The safety and scientific validity of this study is the responsibility of the study sponsor and investigators. Listing a study does not mean it has been evaluated by the U.S. Federal Government. Read our disclaimer for details. Identifier: NCT00343954
Recruitment Status : Unknown
Verified June 2006 by Angiogenix.
Recruitment status was:  Not yet recruiting
First Posted : June 23, 2006
Last Update Posted : June 23, 2006
Information provided by:

Brief Summary:
To evaluate PK and PD responses to L-citrulline given orally for four weeks to patients with sickle cell disease who are otherwise healthy.

Condition or disease Intervention/treatment Phase
Sickle Cell Disease Drug: L-citrulline tablets, 1000 mg Phase 1

Detailed Description:

Phase 1, single center, open label, multiple-dose study consisting of a screening period followed by four weeks of treatment. At least 12 male and female patients, 10 years of age or older, with sickle cell disease but otherwise healthy, will be enrolled in the study.

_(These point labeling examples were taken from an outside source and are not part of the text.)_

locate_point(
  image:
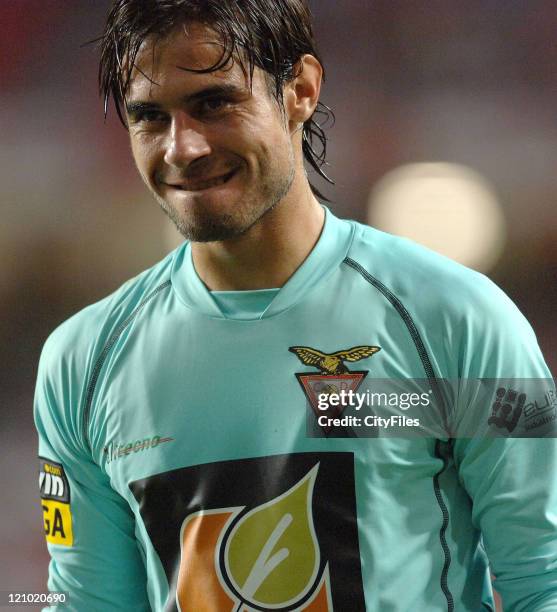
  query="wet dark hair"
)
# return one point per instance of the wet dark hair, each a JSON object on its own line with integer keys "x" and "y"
{"x": 268, "y": 34}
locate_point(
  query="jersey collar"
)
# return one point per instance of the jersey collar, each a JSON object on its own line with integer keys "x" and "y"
{"x": 326, "y": 256}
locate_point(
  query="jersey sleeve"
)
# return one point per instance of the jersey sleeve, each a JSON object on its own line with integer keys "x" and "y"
{"x": 512, "y": 479}
{"x": 89, "y": 527}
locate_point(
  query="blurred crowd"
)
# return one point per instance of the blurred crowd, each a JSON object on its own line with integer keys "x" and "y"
{"x": 471, "y": 83}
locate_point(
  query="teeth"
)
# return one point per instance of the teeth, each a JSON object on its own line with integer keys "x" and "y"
{"x": 206, "y": 184}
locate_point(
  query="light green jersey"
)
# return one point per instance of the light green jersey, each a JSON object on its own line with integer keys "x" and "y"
{"x": 183, "y": 465}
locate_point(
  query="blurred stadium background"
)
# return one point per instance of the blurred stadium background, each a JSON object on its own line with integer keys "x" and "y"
{"x": 454, "y": 101}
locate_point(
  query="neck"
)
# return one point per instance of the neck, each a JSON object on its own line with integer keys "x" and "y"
{"x": 269, "y": 253}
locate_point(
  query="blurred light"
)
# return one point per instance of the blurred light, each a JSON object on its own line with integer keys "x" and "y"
{"x": 446, "y": 207}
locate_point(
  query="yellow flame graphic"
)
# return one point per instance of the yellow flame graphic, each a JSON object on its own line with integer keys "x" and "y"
{"x": 272, "y": 555}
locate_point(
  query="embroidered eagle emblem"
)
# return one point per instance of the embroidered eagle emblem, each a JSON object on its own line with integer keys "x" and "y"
{"x": 332, "y": 363}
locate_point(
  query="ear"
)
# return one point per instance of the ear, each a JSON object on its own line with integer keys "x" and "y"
{"x": 302, "y": 93}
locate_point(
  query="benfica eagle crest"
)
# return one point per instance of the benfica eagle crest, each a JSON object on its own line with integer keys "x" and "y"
{"x": 332, "y": 376}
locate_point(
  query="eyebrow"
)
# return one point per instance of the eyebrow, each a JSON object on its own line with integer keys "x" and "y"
{"x": 228, "y": 90}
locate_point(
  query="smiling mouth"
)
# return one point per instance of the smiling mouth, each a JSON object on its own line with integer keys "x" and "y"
{"x": 201, "y": 185}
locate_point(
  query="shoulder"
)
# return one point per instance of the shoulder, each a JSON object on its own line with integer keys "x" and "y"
{"x": 459, "y": 311}
{"x": 75, "y": 342}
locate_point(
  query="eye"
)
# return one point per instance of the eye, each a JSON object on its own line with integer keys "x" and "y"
{"x": 213, "y": 105}
{"x": 149, "y": 116}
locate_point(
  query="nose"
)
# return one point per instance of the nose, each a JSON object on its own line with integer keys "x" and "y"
{"x": 186, "y": 141}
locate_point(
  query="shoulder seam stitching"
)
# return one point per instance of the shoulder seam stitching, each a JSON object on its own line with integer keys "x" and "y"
{"x": 104, "y": 354}
{"x": 428, "y": 367}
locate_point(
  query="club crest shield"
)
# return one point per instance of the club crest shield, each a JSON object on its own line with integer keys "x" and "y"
{"x": 332, "y": 377}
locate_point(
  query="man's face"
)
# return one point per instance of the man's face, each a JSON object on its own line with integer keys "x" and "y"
{"x": 215, "y": 154}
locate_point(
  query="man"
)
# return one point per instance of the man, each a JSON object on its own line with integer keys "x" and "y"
{"x": 186, "y": 460}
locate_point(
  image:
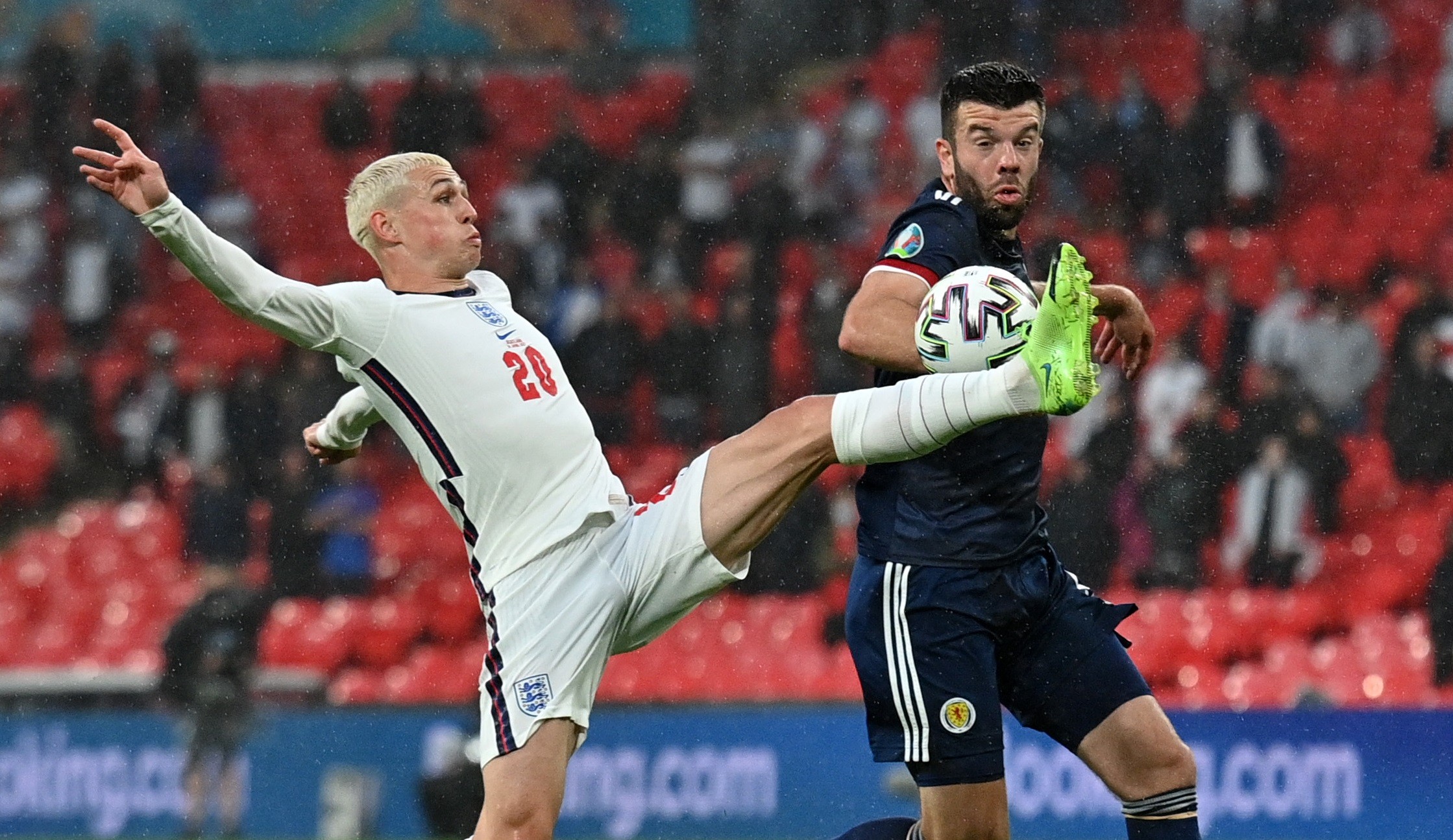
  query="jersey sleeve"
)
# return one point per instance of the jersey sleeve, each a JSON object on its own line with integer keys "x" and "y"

PK measurements include plasma concentrations of L-citrulline, L-arginine, L-ornithine, and L-proline following the first dose of orally administered L-citrulline and after four weeks of twice daily administration of the drug.

PD measurements include intercellular and vascular adhesion molecules (ICAM, VCAM, and E-selectin), surrogate markers of sickle cell disease activity, and PAT, a measurement of vascular function.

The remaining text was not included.